Há alguns anos, quem fizesse habitualmente o percurso Vila Real Santa Marta de Penaguião na Estrada Nacional 2, antes da ponte do Sordo no “alto da andorinha”, podia observar uma bonita fonte construída em granito, pela JAE instituição pública que, então, zelava pela conservação das Estradas de Portugal. Quem ali passasse podia matar a sede, refrescar-se com a água que jorrava continuamente para um tanque e levar, ainda, uns cântaros dela para casa. Muitos eram os automobilistas que o faziam.

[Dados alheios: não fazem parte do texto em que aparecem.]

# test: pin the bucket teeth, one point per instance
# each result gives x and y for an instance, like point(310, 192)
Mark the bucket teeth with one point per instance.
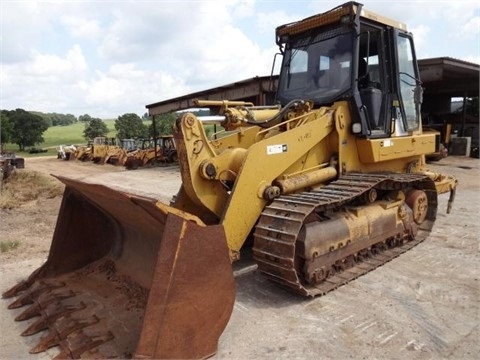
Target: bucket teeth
point(43, 300)
point(64, 326)
point(48, 315)
point(80, 342)
point(32, 293)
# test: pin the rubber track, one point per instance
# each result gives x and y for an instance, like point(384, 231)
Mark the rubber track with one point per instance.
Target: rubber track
point(277, 230)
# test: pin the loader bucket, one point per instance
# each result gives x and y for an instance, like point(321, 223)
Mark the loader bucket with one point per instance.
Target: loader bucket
point(128, 277)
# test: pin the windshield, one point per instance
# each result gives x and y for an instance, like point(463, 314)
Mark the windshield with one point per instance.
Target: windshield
point(316, 68)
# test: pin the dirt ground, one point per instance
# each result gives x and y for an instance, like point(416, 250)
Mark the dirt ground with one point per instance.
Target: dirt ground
point(423, 305)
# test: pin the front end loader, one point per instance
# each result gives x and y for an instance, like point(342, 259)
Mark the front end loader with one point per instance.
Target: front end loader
point(327, 184)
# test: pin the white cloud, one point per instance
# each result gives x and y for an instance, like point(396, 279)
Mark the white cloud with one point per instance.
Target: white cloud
point(109, 58)
point(80, 27)
point(47, 65)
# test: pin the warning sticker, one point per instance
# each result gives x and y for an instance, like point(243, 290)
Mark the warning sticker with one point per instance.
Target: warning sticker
point(276, 149)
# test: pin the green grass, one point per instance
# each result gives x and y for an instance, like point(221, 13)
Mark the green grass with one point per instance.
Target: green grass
point(60, 135)
point(9, 245)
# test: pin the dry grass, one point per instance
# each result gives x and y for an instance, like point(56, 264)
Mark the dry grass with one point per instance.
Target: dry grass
point(24, 186)
point(8, 245)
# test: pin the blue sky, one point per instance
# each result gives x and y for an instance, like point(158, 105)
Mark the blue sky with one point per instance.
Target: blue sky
point(107, 58)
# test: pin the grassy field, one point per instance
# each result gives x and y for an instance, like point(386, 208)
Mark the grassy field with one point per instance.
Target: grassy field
point(61, 135)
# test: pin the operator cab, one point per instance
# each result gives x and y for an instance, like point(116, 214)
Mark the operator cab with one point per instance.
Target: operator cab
point(351, 54)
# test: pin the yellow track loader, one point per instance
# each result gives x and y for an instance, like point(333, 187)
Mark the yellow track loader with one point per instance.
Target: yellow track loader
point(328, 184)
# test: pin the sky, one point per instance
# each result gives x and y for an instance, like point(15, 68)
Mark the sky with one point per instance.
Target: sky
point(107, 58)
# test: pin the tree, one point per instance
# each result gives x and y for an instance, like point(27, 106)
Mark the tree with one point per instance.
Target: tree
point(27, 129)
point(163, 125)
point(85, 118)
point(130, 126)
point(95, 128)
point(6, 129)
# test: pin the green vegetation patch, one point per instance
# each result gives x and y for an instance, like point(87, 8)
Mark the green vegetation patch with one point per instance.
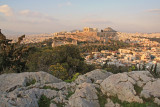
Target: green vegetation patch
point(103, 100)
point(49, 87)
point(70, 93)
point(44, 101)
point(31, 82)
point(59, 104)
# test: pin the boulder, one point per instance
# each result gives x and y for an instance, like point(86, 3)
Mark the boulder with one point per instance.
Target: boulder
point(93, 76)
point(122, 86)
point(84, 96)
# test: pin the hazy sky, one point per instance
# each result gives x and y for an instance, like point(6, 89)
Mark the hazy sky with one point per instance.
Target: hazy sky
point(48, 16)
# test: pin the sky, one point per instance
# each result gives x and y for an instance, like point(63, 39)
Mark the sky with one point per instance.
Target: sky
point(49, 16)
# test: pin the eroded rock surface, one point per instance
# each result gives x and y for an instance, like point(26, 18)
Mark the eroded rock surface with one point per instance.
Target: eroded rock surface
point(89, 90)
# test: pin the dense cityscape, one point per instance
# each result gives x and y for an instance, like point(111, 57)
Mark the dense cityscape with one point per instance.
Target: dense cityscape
point(79, 53)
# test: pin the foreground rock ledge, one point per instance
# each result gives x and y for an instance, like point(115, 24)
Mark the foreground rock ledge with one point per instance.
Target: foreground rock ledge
point(25, 89)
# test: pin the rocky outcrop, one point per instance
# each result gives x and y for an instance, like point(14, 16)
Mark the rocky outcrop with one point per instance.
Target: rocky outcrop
point(93, 76)
point(84, 96)
point(93, 89)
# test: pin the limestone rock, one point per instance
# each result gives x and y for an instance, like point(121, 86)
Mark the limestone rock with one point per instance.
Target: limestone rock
point(120, 85)
point(84, 96)
point(93, 76)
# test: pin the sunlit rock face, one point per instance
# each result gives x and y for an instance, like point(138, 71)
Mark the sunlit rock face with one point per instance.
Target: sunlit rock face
point(93, 89)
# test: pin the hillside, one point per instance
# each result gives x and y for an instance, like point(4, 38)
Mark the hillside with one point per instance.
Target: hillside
point(97, 88)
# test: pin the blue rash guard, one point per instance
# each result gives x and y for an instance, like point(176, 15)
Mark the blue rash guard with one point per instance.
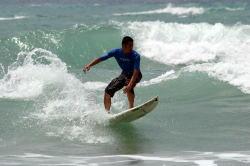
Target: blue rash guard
point(127, 62)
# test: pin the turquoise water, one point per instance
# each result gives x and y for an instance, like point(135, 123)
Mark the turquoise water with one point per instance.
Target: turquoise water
point(194, 57)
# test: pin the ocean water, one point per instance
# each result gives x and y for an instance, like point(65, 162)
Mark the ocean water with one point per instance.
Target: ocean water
point(195, 57)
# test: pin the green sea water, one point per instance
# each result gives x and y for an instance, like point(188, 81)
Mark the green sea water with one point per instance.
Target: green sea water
point(194, 56)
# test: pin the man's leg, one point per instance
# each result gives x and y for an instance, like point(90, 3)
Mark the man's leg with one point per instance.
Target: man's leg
point(107, 102)
point(131, 99)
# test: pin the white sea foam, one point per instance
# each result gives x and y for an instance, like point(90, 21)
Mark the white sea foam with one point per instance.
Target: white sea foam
point(170, 9)
point(166, 76)
point(193, 158)
point(13, 18)
point(65, 107)
point(219, 50)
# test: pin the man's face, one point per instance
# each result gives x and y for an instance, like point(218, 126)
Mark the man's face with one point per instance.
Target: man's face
point(127, 48)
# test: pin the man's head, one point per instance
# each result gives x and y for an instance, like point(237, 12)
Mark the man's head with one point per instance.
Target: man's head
point(127, 44)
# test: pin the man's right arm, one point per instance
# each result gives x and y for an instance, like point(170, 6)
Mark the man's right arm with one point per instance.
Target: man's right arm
point(98, 60)
point(93, 63)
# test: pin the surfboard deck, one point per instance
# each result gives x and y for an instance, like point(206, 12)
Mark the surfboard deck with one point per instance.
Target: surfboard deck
point(134, 113)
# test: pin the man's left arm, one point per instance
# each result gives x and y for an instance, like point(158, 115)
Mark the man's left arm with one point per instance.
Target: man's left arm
point(135, 75)
point(133, 79)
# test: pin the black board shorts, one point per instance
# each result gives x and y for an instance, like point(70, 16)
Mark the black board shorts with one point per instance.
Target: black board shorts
point(119, 82)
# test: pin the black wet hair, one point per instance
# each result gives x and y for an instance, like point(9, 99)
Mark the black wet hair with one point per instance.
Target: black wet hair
point(126, 40)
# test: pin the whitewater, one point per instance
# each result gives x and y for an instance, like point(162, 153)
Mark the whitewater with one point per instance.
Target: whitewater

As sobras que vertiam do tanque regavam, ainda, as hortas de dois ou três pequenos agricultores, na parte inferior da estrada. Era um pequeno oásis o que ali existia!A construção do canal que abastece a mini-hídrica de Parada de Cunhos, na linha de água Sordo/Corgo, fez secar a fonte, retirando, assim, aos proprietários dos terrenos envolventes e a dois moradores locais, uma enorme regalia. Não sabemos se a empresa responsável os indemnizou, devidamente, mas quer parecer-me que, pelo menos os moradores, ainda hoje mantêm uma situação provisória, isto é, estão a ser abastecidos de água, não sei de onde, através de uma mangueira que se encontra, desde essa altura, à superfície, na valeta, ao longo da estrada. Desta forma, provavelmente, têm que beber água calda no Verão; e água gelada no Inverno. Os automobilistas, esses nunca mais puderam apreciar aquela água que da encosta, gratuitamente brotava. Jamais puderam contemplar a paisagem ímpar de socalcos que, dali, os seus olhos avistavam, quando paravam.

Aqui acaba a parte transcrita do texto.